Fort bien, monsieur Soros pense, et il pense à la mesure du monde. Nul n’en a jamais douté. Il représente un courant de pensée, nul non plus n’en a jamais douté. Mais sa proposition de “remise en ordre” de l’état du monde, quelque force qu’elle ait par la présence qu’on y trouve derrière de milieux de poids dont elle traduit les penchants, n’apportera pas, nous le pensons, un facteur important de remise en ordre. Ce serait plutôt le contraire: un peu plus de désordre encore, si cela était nécessaire… En effet, ces conceptions signifient bien que, pour de plus en plus de milieux internationaux, l’heure des USA, de l’American Century, a passé. Cela n’apaisera pas les choses, cela les compliquera encore plus, en accentuant les antagonismes entre les USA et d’autres puissances, et, surtout, à l’intérieur des USA, entre ceux qui seraient inclinés à faire un compromis avec cette tendance et ceux qui la rejettent radicalement.
Sans aucun doute, le temps de l’hégémonie des USA est passé, et avec quelle vitesse.
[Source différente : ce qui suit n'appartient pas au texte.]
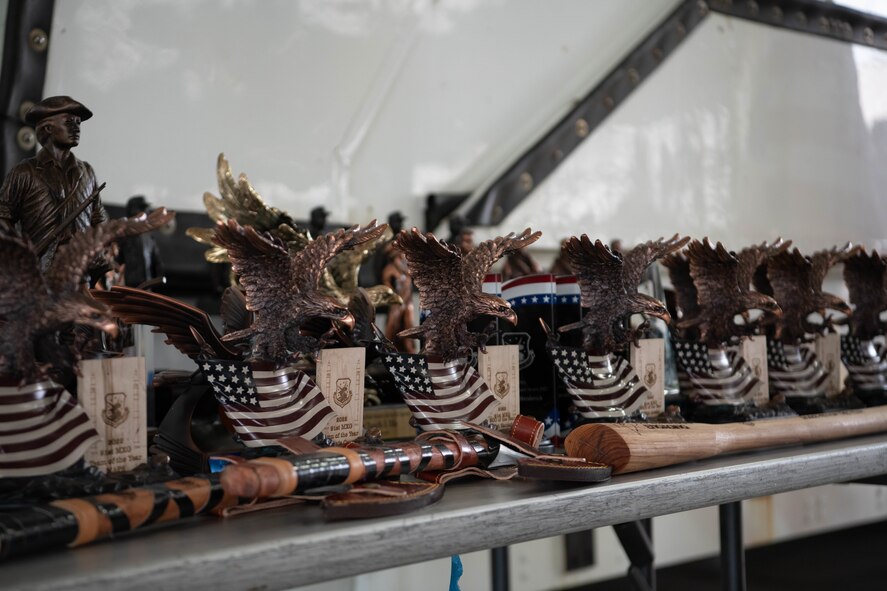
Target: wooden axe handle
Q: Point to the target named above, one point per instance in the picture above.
(630, 447)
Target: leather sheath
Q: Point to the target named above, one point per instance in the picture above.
(378, 499)
(566, 469)
(528, 430)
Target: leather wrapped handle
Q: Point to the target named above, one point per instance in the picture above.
(286, 475)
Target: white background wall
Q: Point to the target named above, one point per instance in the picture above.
(744, 134)
(363, 106)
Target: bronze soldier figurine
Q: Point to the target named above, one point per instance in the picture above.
(49, 198)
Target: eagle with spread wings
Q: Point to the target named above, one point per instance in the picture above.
(608, 283)
(866, 277)
(35, 307)
(795, 282)
(722, 280)
(281, 287)
(686, 298)
(241, 202)
(450, 285)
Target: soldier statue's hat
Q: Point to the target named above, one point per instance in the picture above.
(53, 106)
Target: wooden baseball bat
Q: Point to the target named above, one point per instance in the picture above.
(26, 529)
(630, 447)
(285, 475)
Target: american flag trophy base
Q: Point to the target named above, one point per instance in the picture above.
(267, 402)
(440, 394)
(866, 363)
(603, 388)
(721, 385)
(43, 430)
(797, 374)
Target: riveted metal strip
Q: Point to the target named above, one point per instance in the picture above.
(538, 162)
(25, 48)
(812, 17)
(544, 157)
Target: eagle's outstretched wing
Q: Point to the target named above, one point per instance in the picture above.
(752, 257)
(685, 291)
(171, 317)
(714, 270)
(789, 274)
(345, 266)
(205, 236)
(636, 260)
(260, 260)
(823, 260)
(233, 309)
(865, 276)
(20, 276)
(435, 267)
(72, 258)
(307, 265)
(479, 259)
(597, 268)
(241, 202)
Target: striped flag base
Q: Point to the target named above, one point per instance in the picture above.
(866, 363)
(267, 402)
(440, 395)
(601, 387)
(721, 385)
(42, 429)
(714, 376)
(795, 371)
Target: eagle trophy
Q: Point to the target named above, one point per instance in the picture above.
(450, 284)
(723, 280)
(601, 382)
(608, 283)
(795, 282)
(866, 360)
(36, 308)
(281, 286)
(712, 373)
(795, 371)
(239, 201)
(440, 387)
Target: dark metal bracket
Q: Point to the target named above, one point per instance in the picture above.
(539, 161)
(636, 538)
(25, 48)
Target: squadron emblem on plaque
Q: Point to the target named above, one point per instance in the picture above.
(116, 411)
(343, 392)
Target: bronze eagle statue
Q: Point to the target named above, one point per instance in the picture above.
(608, 284)
(187, 328)
(450, 284)
(686, 298)
(866, 277)
(281, 286)
(722, 281)
(795, 282)
(241, 202)
(35, 307)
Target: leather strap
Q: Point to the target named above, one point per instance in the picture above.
(527, 430)
(504, 473)
(562, 469)
(378, 499)
(465, 456)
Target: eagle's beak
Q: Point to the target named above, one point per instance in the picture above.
(831, 302)
(110, 327)
(664, 315)
(347, 320)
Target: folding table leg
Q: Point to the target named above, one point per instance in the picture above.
(732, 550)
(637, 541)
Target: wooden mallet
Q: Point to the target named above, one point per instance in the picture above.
(630, 447)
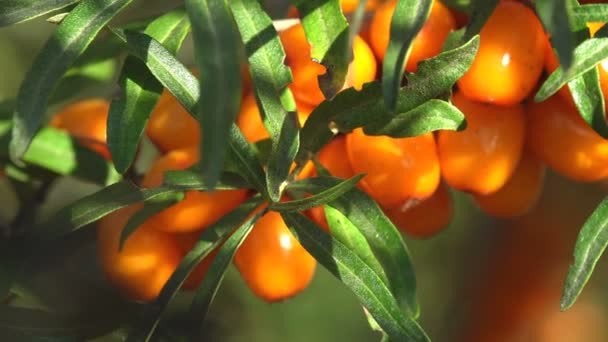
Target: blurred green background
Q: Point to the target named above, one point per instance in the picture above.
(479, 280)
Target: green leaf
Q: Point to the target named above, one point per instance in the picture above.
(357, 276)
(590, 13)
(587, 95)
(383, 237)
(216, 48)
(407, 20)
(269, 74)
(16, 11)
(208, 289)
(424, 118)
(480, 12)
(326, 29)
(140, 91)
(319, 198)
(151, 208)
(209, 239)
(283, 153)
(555, 16)
(68, 42)
(351, 109)
(586, 56)
(590, 245)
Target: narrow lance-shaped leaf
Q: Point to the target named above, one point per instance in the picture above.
(16, 11)
(209, 239)
(383, 237)
(586, 56)
(140, 91)
(351, 109)
(283, 153)
(326, 29)
(590, 245)
(179, 81)
(208, 289)
(269, 74)
(555, 16)
(407, 20)
(357, 276)
(217, 46)
(68, 42)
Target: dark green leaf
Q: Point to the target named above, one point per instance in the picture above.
(555, 16)
(68, 42)
(586, 56)
(384, 239)
(424, 118)
(16, 11)
(407, 20)
(357, 276)
(351, 109)
(480, 12)
(140, 91)
(217, 46)
(209, 239)
(283, 153)
(151, 208)
(266, 56)
(326, 29)
(319, 198)
(590, 245)
(208, 289)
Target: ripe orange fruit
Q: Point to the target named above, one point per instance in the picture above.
(198, 209)
(171, 127)
(427, 43)
(272, 262)
(305, 86)
(86, 121)
(397, 169)
(560, 138)
(519, 194)
(425, 218)
(482, 158)
(510, 58)
(147, 260)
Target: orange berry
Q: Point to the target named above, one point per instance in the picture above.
(482, 158)
(198, 209)
(171, 127)
(564, 141)
(305, 86)
(509, 61)
(519, 194)
(397, 169)
(426, 218)
(427, 43)
(147, 260)
(272, 262)
(86, 121)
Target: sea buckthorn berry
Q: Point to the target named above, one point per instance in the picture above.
(272, 262)
(305, 86)
(171, 127)
(482, 158)
(333, 157)
(426, 218)
(145, 263)
(397, 169)
(427, 43)
(86, 121)
(510, 58)
(198, 209)
(519, 194)
(563, 140)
Mais cela ne signifie pas que l’heure est venue d’un réarrangement en souplesse et dans la concorde générale, mais que l’heure est venue de nouvelles tensions, de nouveaux affrontements. Les USA ne céderont rien d’eux-mêmes et dans l’apaisement – on en revient à la même problématique exposée le 28 octobre 2009; ils céderont, si c’est le cas, sous la contrainte, et cela débouchera sur de grands désordres et de grands changements, y compris et éventuellement, et surtout espérons-le avec la plus grande force, à l’intérieur des USA. George Soros, avec ses idées de remise en ordre du monde, apporte une utile contribution à l’aggravation du désordre. Même les spéculateurs milliardaires, voyez-vous, ne sont pas inutiles.